De regreso en su vasta y lujosa mansión, Méhy recibió el homenaje de sus criados, orgullosos de servir a un dueño tan poderoso. Y su más hermoso regalo fue la mirada incitadora de su esposa Serketa, que le invitaba a seguirla a sus aposentos.

—¿No estás harto de todas esas mundanidades, dulce amor mío?

—¡Me divierten! ¿Acaso no es agradable ver que reconocen tu valor?

Serketa se tendió sobre unos almohadones y desnudó su pecho lentamente.

—¿Has tenido dificultades para eliminar al estúpido de Abry, dulzura?
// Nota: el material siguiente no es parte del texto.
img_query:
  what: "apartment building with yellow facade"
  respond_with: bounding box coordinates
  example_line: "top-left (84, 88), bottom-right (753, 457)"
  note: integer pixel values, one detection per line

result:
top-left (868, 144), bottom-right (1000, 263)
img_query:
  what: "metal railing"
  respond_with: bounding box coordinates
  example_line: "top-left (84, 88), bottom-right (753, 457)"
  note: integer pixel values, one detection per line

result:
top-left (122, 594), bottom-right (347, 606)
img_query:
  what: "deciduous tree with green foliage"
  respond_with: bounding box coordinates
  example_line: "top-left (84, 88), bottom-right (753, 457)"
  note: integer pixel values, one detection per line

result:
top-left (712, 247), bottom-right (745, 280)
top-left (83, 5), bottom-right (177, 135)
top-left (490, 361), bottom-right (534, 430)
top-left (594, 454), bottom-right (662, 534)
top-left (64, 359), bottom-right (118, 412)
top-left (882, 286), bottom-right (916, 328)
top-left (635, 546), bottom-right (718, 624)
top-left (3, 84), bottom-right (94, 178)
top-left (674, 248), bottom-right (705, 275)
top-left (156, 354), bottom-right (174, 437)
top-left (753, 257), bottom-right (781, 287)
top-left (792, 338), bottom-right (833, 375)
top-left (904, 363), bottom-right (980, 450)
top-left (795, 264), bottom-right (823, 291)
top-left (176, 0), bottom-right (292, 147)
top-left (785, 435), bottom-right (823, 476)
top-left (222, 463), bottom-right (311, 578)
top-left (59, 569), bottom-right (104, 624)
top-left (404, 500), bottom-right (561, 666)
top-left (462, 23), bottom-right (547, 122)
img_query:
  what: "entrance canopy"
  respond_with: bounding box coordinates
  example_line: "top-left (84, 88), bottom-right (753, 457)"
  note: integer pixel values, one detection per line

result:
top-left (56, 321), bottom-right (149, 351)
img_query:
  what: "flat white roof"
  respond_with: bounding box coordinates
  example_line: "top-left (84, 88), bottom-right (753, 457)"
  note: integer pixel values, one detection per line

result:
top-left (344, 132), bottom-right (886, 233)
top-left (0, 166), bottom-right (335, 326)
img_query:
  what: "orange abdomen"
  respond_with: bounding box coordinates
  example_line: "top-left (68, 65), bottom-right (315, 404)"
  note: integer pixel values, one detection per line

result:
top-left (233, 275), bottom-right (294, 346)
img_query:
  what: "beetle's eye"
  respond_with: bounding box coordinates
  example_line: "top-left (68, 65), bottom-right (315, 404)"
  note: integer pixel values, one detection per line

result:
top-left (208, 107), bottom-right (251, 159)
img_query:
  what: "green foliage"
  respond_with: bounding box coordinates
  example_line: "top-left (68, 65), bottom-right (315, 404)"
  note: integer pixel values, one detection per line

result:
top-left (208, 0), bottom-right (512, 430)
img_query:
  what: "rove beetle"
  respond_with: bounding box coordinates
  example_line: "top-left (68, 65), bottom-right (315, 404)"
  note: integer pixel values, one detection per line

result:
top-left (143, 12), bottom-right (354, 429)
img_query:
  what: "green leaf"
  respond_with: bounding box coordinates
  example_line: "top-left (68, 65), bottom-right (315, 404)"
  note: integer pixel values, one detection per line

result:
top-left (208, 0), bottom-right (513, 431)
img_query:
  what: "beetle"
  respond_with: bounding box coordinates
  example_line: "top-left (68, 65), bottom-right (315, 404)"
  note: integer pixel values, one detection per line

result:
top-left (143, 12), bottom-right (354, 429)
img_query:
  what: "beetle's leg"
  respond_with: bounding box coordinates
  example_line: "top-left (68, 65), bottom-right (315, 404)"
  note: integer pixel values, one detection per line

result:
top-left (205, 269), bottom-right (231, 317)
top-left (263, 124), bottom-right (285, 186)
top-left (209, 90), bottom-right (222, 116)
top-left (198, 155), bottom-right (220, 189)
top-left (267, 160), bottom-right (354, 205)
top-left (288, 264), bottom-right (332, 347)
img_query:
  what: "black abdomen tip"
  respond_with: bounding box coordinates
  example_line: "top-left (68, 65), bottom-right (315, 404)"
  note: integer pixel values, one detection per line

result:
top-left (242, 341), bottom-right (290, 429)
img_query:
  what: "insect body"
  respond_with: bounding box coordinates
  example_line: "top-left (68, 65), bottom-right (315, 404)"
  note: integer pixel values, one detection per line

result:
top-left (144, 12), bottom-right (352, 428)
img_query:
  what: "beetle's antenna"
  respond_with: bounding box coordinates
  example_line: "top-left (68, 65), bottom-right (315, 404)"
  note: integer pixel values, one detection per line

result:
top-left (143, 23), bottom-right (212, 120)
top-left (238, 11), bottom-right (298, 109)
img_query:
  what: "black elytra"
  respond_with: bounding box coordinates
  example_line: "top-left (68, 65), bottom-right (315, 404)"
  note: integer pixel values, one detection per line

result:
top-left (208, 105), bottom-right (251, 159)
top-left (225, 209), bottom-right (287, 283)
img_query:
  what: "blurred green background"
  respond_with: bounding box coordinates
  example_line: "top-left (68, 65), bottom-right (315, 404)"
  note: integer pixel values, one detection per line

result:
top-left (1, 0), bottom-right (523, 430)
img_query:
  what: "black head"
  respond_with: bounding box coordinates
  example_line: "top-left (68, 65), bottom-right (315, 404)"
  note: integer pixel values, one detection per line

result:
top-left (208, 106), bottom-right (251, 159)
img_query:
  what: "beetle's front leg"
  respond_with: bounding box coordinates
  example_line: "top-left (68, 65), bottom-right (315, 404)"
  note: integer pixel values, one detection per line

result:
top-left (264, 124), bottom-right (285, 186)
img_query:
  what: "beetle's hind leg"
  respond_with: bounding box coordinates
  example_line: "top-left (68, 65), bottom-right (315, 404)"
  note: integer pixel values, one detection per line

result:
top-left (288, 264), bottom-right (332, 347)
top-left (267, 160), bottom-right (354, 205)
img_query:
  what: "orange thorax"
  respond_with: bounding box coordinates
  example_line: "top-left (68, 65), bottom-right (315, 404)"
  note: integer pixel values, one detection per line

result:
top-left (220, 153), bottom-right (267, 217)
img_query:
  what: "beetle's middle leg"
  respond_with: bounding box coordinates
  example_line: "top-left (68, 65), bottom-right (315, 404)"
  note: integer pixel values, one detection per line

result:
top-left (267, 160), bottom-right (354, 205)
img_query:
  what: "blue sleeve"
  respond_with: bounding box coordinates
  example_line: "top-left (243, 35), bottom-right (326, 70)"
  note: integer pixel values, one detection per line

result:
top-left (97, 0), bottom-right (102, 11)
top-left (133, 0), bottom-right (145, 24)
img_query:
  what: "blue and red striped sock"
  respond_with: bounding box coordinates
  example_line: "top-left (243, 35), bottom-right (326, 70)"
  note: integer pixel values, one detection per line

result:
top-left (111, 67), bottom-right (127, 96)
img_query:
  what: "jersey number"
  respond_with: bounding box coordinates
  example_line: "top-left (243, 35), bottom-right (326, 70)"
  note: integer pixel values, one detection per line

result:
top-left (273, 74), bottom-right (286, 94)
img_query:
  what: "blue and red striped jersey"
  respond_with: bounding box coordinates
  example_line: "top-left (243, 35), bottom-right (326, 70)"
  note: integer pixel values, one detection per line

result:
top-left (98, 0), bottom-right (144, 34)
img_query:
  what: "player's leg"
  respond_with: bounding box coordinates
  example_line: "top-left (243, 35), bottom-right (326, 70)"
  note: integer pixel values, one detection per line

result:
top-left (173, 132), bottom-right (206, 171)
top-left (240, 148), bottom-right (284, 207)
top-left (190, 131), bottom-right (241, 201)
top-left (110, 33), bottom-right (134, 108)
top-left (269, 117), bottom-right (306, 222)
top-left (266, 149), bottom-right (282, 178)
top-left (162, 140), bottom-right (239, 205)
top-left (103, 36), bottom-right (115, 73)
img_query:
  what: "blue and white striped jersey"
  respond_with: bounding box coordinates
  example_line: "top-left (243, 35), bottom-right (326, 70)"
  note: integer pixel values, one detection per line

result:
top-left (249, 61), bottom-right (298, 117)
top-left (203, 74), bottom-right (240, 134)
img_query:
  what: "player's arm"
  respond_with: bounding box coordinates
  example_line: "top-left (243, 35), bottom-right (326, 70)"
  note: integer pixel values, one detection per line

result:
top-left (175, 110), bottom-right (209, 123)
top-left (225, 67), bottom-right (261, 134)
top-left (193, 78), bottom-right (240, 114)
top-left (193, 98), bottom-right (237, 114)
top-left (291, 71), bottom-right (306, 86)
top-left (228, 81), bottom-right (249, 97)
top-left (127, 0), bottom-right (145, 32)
—Ninguna, y yo tenía razón: estaba dispuesto a denunciarnos. En el futuro, en tu nueva posición, tendremos que mostrarnos especialmente prudentes al elegir a nuestros aliados… Porque espero que tus dos nombramientos no te hayan hecho renunciar a nuestros grandes proyectos.

—Por supuesto que no… Pero tú misma acabas de evocar la necesidad de ser prudentes. En efecto, cualquier paso en falso sería fatal para nosotros.

Serketa se desperezó como un felino.

—La aventura se está poniendo muy interesante… ¡Y tenemos numerosas armas a nuestra disposición!

Sin poder resistirlo, Méhy abrazó a su cómplice con rudeza, pero en su cabeza había un solo pensamiento: siempre que no retrocediera nunca, ni siquiera ante el crimen, el éxito estaba al final del camino.